In 1875 Fischer discovered phenylhydrazine while working in Stassburg with von Baeyer.

At Erlangen, Fischer studied the active principles of tea, coffee and cocoa, namely, caffeine and theobromine, and established the constitution of a series of compounds in this field, eventually synthesizing them.

In 1884 Fischer began his great work on the sugars, which transformed the knowledge of these compounds and welded the new knowledge obtained into a coherent whole.

Between 1899 and 1908 Fischer made his great contributions to knowledge of the proteins. He sought effective analytical methods of separating and identifying the individual amino acids, discovering a new type, the cyclic amino acids: proline and hydroxyproline.

In 1901 he discovered, in collaboration with Ernest Fourneau, the synthesis of the dipeptide, glycylglycine, and in that year he also published his work on the hydrolysis of casein.

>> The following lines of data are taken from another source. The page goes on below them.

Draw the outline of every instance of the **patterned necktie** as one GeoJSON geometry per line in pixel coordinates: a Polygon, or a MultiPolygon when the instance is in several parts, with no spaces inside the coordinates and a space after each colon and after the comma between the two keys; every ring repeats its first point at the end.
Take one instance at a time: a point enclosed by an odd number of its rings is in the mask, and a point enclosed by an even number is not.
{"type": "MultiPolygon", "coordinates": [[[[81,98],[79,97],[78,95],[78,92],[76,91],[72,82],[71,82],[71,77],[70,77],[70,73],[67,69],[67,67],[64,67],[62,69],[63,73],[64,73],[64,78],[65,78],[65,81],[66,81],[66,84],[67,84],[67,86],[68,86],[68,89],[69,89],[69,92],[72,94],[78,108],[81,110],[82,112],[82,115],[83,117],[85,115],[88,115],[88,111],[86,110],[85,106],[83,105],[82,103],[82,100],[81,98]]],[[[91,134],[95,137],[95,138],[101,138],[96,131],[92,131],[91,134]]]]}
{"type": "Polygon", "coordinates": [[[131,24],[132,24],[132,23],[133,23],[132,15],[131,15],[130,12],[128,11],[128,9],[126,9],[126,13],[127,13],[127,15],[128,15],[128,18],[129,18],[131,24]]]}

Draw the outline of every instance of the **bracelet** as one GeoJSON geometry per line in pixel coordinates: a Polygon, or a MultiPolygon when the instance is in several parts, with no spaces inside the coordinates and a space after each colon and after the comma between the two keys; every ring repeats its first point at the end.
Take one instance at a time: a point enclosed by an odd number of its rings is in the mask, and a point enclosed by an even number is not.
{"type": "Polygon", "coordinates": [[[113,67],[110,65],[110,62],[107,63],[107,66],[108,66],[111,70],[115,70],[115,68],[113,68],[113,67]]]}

Fischer was also instrumental in the discovery of barbiturates, a class of sedative drugs used for insomnia, epilepsy, anxiety, and anesthesia. Along with the physician Josef von Mering, he helped to launch the first barbiturate sedative, barbital, in 1904.

In 1888 Fischer married Agnes Gerlach, daughter of Joseph von Gerlach, Professor of Anatomy at Erlangen. His wife died seven years after their marriage.

Fischer was made a Prussian Geheimrat (Excellenz), and held honorary doctorates of the Universities of Christiania, Cambridge (England), Manchester and Brussels.

In 1897 he put forward the idea to create the International Atomic Weights Commission. Fischer was elected a Foreign Member of the Royal Society (ForMemRS) in 1899.

He was also awarded the Prussian Order of Merit and the Maximilian Order for Arts and Sciences.

In 1902 he was awarded the Nobel Prize in Chemistry for his work on sugar and purine synthesis.

When Fischer died in 1919, the Emil Fischer Memorial Medal was instituted by the German Chemical Society.